School of Public Health, Xi'an Medical University, Xi'an, 710021, Shaanxi, China.
Sci Rep. 2024 Nov 6;14(1):26992. doi: 10.1038/s41598-024-78493-1.
Despite the end of the global Coronavirus Disease 2019 (COVID-19) pandemic, the risk factors for COVID-19 severity continue to be a pivotal area of research. Specifically, studying the impact of the genomic diversity of Severe Acute Respiratory Syndrome Coronavirus 2 (SARS-CoV-2) on COVID-19 severity is crucial for predicting severe outcomes. Therefore, this study aimed to investigate the impact of the SARS-CoV-2 genome sequence, genotype, patient age, gender, and vaccination status on the severity of COVID-19, and to develop accurate and robust prediction models. The training set (n = 12,038), primary testing set (n = 4,006), and secondary testing set (n = 2,845) consist of SARS-CoV-2 genome sequences with patient information, which were obtained from Global Initiative on Sharing all Individual Data (GISAID) spanning over four years. Four machine learning methods were employed to construct prediction models. By extracting SARS-CoV-2 genomic features, optimizing model parameters, and integrating models, this study improved the prediction accuracy. Furthermore, Shapley Additive exPlanes (SHAP) was applied to analyze the interpretability of the model and to identify risk factors, providing insights for the management of severe cases. The proposed ensemble model achieved an F-score of 88.842% and an Area Under the Curve (AUC) of 0.956 on the global testing dataset. In addition to factors such as patient age, gender, and vaccination status, over 40 amino acid site mutation characteristics were identified to have a significant impact on the severity of COVID-19. This work has the potential to facilitate the early identification of COVID-19 patients with high risks of severe illness, thus effectively reducing the rates of severe cases and mortality.

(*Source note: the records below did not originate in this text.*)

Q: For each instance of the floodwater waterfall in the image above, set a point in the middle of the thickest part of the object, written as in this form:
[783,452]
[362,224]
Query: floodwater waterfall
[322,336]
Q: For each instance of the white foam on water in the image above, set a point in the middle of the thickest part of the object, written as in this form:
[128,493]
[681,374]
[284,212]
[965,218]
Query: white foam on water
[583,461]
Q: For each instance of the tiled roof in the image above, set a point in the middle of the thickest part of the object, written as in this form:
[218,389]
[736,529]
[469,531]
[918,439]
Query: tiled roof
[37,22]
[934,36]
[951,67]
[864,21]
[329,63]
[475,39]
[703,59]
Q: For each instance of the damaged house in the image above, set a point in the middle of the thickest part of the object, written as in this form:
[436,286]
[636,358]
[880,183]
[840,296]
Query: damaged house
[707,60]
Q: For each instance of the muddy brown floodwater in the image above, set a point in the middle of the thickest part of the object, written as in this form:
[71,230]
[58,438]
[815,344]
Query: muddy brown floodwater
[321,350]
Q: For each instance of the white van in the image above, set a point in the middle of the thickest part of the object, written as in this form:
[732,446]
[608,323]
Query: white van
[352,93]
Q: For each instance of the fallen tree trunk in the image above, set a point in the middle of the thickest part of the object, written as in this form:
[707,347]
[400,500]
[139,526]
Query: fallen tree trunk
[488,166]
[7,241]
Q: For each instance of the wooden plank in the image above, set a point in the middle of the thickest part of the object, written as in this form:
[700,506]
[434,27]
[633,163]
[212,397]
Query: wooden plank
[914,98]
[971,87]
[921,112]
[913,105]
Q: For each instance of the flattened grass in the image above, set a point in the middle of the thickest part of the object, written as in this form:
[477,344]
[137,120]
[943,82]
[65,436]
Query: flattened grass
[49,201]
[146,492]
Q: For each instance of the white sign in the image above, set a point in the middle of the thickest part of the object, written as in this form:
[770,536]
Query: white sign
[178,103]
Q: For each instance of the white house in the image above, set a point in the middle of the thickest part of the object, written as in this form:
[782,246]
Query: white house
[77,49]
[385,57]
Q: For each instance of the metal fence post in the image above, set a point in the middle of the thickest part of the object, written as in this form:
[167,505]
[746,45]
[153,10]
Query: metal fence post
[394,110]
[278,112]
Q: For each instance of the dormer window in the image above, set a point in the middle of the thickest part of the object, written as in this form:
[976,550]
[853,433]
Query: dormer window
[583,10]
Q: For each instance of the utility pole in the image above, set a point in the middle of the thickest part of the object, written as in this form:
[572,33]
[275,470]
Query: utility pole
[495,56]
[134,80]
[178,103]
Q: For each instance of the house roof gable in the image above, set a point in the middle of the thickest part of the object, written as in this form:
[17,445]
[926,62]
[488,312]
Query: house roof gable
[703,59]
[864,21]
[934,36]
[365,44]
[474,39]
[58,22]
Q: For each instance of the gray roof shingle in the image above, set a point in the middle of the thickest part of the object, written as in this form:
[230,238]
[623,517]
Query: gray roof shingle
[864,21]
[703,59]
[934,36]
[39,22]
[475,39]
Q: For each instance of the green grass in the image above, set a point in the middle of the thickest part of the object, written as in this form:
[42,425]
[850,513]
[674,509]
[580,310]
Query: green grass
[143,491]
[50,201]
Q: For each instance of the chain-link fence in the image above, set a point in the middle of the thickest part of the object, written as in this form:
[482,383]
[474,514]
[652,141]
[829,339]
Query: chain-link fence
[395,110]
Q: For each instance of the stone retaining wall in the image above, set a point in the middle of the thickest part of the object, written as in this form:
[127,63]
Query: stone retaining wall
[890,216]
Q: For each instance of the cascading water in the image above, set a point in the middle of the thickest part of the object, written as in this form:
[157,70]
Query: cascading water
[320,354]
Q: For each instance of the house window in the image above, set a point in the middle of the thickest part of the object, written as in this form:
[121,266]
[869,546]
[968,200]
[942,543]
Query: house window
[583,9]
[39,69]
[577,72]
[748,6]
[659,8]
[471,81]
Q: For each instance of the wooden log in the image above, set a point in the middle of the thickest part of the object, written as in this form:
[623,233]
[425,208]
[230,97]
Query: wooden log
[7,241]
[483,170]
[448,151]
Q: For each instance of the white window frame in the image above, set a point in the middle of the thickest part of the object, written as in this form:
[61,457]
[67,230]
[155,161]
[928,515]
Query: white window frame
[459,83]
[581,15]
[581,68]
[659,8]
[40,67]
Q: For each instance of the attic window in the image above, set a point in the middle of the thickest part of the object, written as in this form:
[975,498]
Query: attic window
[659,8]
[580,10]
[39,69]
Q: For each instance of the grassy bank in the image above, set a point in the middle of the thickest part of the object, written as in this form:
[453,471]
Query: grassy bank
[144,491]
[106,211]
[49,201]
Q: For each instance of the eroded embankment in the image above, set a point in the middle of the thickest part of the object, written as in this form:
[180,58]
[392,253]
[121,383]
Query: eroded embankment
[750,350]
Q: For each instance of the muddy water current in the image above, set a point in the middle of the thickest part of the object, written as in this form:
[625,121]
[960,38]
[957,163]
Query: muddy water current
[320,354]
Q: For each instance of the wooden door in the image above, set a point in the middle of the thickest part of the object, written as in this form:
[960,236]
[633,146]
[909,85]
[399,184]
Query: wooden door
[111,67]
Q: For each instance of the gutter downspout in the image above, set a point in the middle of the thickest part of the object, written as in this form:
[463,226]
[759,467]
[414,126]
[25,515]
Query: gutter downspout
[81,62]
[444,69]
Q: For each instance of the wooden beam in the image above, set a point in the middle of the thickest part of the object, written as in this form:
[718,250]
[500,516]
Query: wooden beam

尽管全球 2019 年冠状病毒病(COVID-19)大流行已经结束,但 COVID-19 严重程度的危险因素仍是研究的重点。具体而言,研究严重急性呼吸综合征冠状病毒 2(SARS-CoV-2)基因组多样性对 COVID-19 严重程度的影响对于预测严重结局至关重要。因此,本研究旨在探讨 SARS-CoV-2 基因组序列、基因型、患者年龄、性别和疫苗接种状态对 COVID-19 严重程度的影响,并开发准确和稳健的预测模型。训练集(n=12038)、主测试集(n=4006)和次测试集(n=2845)包含来自全球共享所有个体数据倡议(GISAID)的 SARS-CoV-2 基因组序列和患者信息,这些数据跨越四年。采用四种机器学习方法构建预测模型。通过提取 SARS-CoV-2 基因组特征、优化模型参数和集成模型,提高了预测精度。此外,还应用 Shapley Additive exPlanes(SHAP)分析模型的可解释性,并确定风险因素,为重症病例的管理提供了见解。所提出的集成模型在全球测试数据集上的 F-score 为 88.842%,AUC 为 0.956。除了患者年龄、性别和疫苗接种状态等因素外,还确定了超过 40 个氨基酸位点突变特征对 COVID-19 的严重程度有重大影响。这项工作有可能促进 COVID-19 患者高风险严重疾病的早期识别,从而有效降低严重病例和死亡率。